There are hackers, and then there are hacktivists. While they may share similar skills, hacktivists engage in hacking not for profit or entertainment, but to advance political ideas. Hacktivism can take the form of cyber terrorism (which is often criticized in the case of Anonymous) or serve as a means to fight for freedom of speech, human rights, and unrestricted access to information.
One of the most prominent hacktivists was Aaron Swartz. At the age of 14, he became a co-author of the RSS 1.0 specification, and at 15, he befriended internet law theorist Lawrence Lessig, who involved him in working on Creative Commons (alternative copyright licenses). After high school, Swartz briefly attended Stanford University but dropped out to launch Infogami, a startup that later merged with the popular website Reddit.
Swartz’s primary concern was the issue of free access to information. In 2011, he secretly connected to the Massachusetts Institute of Technology’s internet terminal to download 4.8 million documents from the academic archive JSTOR (universities pay tens of thousands of dollars annually for access to this library). Swartz planned to release all these documents into the public domain but was arrested by the police.
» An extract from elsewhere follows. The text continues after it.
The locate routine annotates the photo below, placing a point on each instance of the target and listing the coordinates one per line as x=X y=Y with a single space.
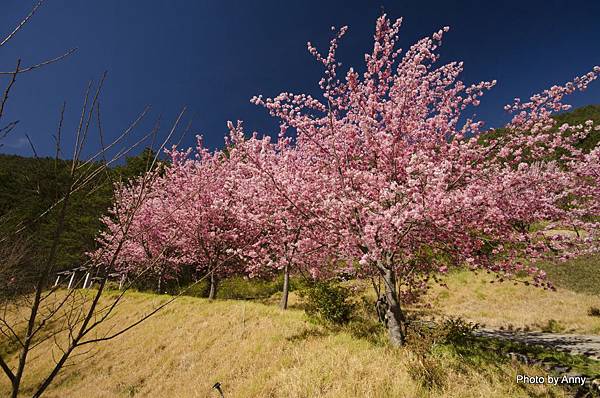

The hacktivist faced the prospect of 35 years in prison and a million-dollar fine. However, when offered a plea deal (just six months in jail), he decided to go to trial. The trial was scheduled to begin in February 2013, but on January 11, Swartz, who was out on bail and left no suicide note, took his own life. In the same year, he was posthumously inducted into the Internet Hall of Fame.